DFlash Doubles the T/S Gen Speed of Qwen3.5 27B (BF16) on Mac M5 Max

Posted by MiaBchDave@reddit | LocalLLaMA | View on Reddit | 31 comments

The new DFlash support in oMLX 0.3.5 RC1 looks like it doubles (!!!) the speed of Qwen3.5 27B (BF16). Initial test. Generation T/S went from 9 to 22 T/S!

Models used (HuggingFace)

Main Model: Jackrong/MLX-Qwopus3.5-27B-v3-bf16
Draft Model: z-lab/Qwen3.5-27B-DFlash

System: M5 Max 128GB

DFlash on Github: https://github.com/bstnxbt/dflash-mlx?tab=readme-ov-file

oMLX (v0.3.5 RC1): https://omlx.ai

I'm not affiliated with any of the developers. Since the Qwen3.5 27B model is so good for the size, with speed being the only thing holding it back, I thought that this may help deploy this model locally at higher quants/full weights.

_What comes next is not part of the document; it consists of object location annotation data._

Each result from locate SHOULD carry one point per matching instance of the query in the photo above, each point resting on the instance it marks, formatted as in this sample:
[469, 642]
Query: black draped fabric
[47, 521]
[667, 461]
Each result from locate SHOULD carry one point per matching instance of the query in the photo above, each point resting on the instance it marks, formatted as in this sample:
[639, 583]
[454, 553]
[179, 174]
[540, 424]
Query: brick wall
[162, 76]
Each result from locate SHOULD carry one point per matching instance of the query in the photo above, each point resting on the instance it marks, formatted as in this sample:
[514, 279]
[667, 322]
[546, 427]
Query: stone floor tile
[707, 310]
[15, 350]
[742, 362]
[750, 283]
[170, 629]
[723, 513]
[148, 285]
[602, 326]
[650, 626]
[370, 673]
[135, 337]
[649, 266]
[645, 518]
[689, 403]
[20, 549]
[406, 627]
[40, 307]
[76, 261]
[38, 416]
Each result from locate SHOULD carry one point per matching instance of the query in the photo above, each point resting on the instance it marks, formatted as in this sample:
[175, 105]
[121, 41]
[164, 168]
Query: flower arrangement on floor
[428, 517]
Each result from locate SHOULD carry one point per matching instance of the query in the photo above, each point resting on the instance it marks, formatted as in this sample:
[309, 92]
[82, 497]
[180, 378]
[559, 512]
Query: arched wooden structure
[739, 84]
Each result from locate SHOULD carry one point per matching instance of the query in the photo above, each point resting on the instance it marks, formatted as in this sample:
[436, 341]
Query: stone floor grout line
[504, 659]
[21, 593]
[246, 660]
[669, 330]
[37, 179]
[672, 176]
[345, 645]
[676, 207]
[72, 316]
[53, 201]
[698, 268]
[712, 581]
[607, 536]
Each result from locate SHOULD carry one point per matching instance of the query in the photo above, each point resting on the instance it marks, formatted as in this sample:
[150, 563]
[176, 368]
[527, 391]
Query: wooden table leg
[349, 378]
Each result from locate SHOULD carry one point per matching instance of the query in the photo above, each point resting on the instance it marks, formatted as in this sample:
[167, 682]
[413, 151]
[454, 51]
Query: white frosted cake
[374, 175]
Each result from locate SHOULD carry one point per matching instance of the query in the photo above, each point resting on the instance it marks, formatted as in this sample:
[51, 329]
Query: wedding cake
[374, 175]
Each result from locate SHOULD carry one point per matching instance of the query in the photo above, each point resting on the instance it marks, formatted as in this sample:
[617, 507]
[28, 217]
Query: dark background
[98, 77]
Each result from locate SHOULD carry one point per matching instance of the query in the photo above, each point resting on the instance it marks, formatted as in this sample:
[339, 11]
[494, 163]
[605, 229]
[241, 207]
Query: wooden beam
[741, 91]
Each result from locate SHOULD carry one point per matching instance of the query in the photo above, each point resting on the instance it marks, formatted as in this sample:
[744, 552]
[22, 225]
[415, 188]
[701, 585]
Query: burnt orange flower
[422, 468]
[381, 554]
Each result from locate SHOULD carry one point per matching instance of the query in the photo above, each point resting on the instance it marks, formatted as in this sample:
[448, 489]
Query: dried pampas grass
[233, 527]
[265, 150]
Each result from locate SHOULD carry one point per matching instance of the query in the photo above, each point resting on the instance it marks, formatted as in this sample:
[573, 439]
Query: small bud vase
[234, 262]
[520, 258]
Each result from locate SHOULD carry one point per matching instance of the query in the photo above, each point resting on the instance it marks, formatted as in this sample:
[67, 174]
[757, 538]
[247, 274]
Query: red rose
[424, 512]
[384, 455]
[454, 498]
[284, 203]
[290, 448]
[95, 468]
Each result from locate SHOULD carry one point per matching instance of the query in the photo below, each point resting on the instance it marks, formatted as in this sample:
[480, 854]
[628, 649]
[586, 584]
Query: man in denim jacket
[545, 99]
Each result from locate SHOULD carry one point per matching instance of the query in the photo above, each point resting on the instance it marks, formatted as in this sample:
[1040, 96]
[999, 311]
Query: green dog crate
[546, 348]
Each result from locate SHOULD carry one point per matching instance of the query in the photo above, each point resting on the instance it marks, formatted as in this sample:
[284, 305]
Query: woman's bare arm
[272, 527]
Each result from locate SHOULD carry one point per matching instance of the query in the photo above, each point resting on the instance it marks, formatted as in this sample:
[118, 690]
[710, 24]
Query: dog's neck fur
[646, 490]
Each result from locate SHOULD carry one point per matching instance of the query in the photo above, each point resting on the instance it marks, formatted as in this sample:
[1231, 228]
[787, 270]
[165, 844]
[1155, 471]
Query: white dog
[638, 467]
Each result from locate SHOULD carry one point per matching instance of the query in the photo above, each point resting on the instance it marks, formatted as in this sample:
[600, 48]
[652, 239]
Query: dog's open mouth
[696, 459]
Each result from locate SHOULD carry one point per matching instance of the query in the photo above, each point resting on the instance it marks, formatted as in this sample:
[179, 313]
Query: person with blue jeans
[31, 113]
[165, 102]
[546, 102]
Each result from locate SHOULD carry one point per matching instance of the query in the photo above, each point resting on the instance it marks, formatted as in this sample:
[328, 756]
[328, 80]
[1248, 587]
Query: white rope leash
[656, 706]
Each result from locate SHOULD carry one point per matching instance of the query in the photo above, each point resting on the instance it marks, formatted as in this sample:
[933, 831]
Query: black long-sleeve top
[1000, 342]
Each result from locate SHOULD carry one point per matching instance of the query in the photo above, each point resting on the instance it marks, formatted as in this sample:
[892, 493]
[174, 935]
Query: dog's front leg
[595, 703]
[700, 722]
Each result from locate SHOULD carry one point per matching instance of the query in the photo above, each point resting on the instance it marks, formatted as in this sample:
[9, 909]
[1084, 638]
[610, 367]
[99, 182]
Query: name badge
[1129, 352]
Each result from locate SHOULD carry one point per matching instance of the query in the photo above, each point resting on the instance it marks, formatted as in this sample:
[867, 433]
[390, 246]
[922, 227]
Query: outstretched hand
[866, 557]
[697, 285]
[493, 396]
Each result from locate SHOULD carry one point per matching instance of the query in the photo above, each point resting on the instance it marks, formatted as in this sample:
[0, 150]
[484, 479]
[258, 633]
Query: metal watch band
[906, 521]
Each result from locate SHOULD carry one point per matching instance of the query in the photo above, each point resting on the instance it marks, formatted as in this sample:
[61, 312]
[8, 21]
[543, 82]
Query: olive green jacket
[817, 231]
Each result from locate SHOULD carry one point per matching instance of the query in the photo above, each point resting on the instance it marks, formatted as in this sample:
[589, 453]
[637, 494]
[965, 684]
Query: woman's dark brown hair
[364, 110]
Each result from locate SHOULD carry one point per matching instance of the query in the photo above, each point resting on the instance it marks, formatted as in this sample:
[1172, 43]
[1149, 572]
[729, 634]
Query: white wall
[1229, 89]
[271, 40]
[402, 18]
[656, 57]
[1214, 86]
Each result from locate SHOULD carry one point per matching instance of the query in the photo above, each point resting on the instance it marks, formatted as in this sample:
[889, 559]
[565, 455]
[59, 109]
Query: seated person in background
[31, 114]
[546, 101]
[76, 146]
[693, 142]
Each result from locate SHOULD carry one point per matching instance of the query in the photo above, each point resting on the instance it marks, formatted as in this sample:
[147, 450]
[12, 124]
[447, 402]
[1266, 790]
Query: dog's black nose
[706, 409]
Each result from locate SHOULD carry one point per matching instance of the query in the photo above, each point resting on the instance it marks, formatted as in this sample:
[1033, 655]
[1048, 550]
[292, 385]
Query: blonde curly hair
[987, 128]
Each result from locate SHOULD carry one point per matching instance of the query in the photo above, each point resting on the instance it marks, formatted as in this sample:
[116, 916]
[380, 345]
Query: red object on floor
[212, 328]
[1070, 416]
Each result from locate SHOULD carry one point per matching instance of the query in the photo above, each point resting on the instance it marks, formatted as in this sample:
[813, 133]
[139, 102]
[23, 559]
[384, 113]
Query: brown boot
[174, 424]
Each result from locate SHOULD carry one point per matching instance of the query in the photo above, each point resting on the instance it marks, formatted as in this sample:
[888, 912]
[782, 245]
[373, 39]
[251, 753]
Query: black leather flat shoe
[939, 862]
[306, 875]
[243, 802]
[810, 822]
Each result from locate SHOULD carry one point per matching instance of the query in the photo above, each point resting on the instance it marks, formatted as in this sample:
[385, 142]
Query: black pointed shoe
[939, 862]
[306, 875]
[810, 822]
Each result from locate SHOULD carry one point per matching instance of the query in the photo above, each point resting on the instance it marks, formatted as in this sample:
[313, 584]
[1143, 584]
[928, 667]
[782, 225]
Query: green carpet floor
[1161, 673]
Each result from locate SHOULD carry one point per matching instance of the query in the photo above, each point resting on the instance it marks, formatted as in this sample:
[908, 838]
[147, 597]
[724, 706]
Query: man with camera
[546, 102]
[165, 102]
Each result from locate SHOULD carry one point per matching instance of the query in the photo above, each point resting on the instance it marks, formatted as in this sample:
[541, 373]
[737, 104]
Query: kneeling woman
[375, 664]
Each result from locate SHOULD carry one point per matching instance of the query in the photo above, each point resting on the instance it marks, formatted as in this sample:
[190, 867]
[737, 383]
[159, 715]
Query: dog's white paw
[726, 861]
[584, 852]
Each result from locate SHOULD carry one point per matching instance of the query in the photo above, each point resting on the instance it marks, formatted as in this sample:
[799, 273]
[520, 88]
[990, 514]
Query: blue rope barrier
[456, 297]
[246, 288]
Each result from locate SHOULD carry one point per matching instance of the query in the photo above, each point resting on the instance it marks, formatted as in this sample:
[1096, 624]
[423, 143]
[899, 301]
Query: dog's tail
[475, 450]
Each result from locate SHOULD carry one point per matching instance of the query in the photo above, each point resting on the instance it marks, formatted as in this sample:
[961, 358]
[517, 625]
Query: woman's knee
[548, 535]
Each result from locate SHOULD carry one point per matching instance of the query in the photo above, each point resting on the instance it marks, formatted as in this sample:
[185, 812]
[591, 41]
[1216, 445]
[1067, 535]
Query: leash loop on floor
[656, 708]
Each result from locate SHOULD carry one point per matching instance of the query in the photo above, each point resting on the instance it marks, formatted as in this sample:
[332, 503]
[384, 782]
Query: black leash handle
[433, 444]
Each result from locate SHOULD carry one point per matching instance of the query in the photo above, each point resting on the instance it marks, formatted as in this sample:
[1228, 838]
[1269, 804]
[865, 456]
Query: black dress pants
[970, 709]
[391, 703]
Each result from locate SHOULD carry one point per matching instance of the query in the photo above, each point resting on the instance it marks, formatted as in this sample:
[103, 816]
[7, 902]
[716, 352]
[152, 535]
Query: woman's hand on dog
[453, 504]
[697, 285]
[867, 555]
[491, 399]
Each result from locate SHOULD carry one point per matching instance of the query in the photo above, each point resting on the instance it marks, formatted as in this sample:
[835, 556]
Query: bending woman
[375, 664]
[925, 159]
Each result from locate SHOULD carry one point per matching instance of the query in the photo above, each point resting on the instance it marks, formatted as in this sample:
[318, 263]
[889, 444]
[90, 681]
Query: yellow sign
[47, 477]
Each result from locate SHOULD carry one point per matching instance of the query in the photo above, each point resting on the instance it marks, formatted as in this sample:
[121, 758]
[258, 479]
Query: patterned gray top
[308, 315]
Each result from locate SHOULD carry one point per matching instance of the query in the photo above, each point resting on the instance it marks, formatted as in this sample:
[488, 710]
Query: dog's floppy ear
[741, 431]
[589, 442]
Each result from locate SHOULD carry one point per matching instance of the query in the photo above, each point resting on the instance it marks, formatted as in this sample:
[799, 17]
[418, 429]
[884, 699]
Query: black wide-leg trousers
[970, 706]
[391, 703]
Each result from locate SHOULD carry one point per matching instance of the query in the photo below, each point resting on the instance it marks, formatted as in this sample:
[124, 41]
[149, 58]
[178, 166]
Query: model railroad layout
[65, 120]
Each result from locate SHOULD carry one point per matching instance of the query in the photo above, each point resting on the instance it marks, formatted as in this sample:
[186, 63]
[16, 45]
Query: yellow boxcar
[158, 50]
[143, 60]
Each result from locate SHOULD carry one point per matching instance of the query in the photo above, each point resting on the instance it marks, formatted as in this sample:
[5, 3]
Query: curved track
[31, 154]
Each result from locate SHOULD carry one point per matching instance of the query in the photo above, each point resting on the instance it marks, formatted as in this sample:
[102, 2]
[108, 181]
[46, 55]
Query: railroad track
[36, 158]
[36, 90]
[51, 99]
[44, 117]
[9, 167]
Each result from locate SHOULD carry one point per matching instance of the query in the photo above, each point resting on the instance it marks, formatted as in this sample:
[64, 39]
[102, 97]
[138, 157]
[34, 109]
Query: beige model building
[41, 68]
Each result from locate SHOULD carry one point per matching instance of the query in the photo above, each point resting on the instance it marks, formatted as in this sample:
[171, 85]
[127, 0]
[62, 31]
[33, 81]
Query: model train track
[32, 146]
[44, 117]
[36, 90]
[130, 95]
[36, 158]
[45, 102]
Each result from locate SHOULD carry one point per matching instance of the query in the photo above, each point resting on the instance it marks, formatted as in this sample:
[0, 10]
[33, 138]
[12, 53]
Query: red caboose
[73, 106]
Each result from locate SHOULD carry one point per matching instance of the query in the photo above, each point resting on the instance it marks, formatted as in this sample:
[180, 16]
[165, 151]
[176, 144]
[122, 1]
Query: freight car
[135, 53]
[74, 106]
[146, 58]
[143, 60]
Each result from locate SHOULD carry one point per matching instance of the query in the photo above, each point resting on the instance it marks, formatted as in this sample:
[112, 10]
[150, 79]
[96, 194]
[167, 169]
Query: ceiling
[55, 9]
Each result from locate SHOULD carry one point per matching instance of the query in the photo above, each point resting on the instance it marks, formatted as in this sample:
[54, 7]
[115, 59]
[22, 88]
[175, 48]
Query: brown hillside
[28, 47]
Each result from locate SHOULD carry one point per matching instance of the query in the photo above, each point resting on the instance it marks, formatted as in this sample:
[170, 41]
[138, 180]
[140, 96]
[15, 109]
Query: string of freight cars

I've yet to test with OpenCode or other harness.

[-]

R_Duncan@reddit

Nice, now please test 4 bit quantized and multi-user, as other reports are saying:

- 4 bit quantized DFlash gain is minimal

- multi-user / stream gain decrease with number of users, halved in 2, 20% in 4, 0% in 8.

[-]

j_osb@reddit

that prefill though. god.

[-]

xienze@reddit

Yeah that's the Achilles Heel of Macs. If you want to use it for agentic coding purposes, forget it (at least, this particular model).

[-]

MiaBchDave@reddit (OP)

The M5 Max does not have a pre-fill "problem" like older M series chips. It's not a desktop 5090, but not slow at all. Plus oMLX has hot/cold cache for agentic work and large codebases, making things MUCH faster compared to llama.cpp for any harness.

[-]

xienze@reddit

Isn't the OP running this on an M5 Max and getting 17token/sec PP?

[-]

Thrumpwart@reddit

oMLX also has prefix caching so for agentic tasks it dramatically speeds up pp by caching pre-computed context.

[-]

MiaBchDave@reddit (OP)

The prefill is not reading correctly… at least cold. with one line. The full benchmark with the same model has prefill at 950 t/s on my same system with 4K context. The oMLX website has community benchmarks if interested on regular PP/TS. Those are normalized settings though, with static model configs, not speculative options.

[-]

Fast-Gold125@reddit

DFlash for Gemma 4 31B pls

[-]

Specter_Origin@reddit

Even with that you will get like 20 TPS, how is that even usable for day to day? MOE would make a much better pick... you can get a usable 100 tps if it truly doubles

[-]

robertpro01@reddit

Has anyone a workaround for llama.cpp? I Want to use it for 122b or 27b

[-]

OrkanFlorian@reddit

I have been experimenting with trying to implement DFlash for llama.cpp, but it turns out it is really really hard. (even with the help of codex and CC)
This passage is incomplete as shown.